Самая здоровая часть может проснуться больной, зараженной, охваченной всеобщим головокружением ужаса. И тогда нужно все величие разума, вся его сосредоточенная, ледяная мощь, чтобы отогнать призраки, которые гораздо опаснее явного врага, и удержать на месте бегущих.

День испытания настал наконец и для нас. Как началось, почему и откуда – никто никогда не узнает. По степи промчался всадник, окруженный облаком пыли.

Вот и все. Конь и седок летят между нашими и неприятельскими окопами без смысла, без цели, гонимые фуриями. Движение лошади, наклон ее головы, хлопья пены на груди и губах, трепетание и хрип – все это слилось в один неудержимый, последний порыв: бежать, бежать, бежать.

Ничто, по-видимому, не изменилось. По-прежнему на синем зеркале реки солнце плавит отображения кораблей, тряская фура, запряженная унылой лошадью, везет раненого, обернутого охапкой свежего сена, а на вышке, где притаился наблюдательный пункт, уже господствует тревога.

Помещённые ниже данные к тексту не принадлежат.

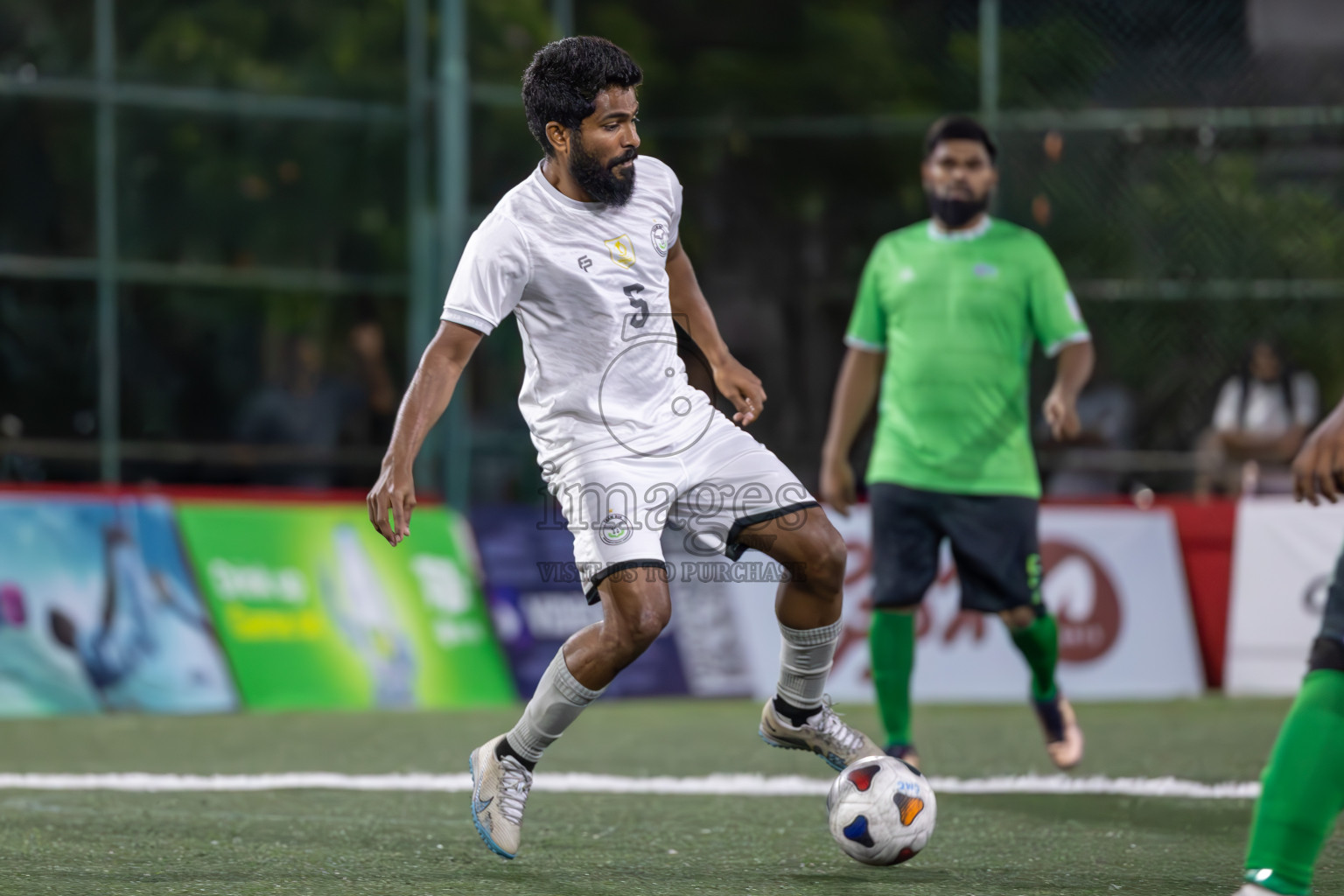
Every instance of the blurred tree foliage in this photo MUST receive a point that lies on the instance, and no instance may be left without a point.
(779, 222)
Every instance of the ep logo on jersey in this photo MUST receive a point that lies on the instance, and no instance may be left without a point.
(621, 248)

В безлюдном поле десятки глаз ищут враждебного движения. Побледневший солдат со всей силой прижал к уху телефонную трубку. И уже они что-то видят – далеко, на горизонте, правее, левее, ближе. Целое фантастическое облако неуловимых врагов – везде разбросанных, отовсюду приближающихся.

По десяти проводам растекается ожидание с вышки в окопы. Где-то выстрел, где-то беспорядочный пулемет. Наблюдатель стоит у перил, не решаясь поднять к глазам бинокль. Его руки дрожат и похожи на концы испуганных крыльев. Подобно электрической волне, страх разливается до незримых пределов. Два любопытных аэроплана чертят небо: они как хищники, почуявшие падаль за много верст. В течение пяти дней этот же наблюдатель, не смущаясь, высматривал со своей шаткой каланчи наступление озлобленных и быстрых кочевников.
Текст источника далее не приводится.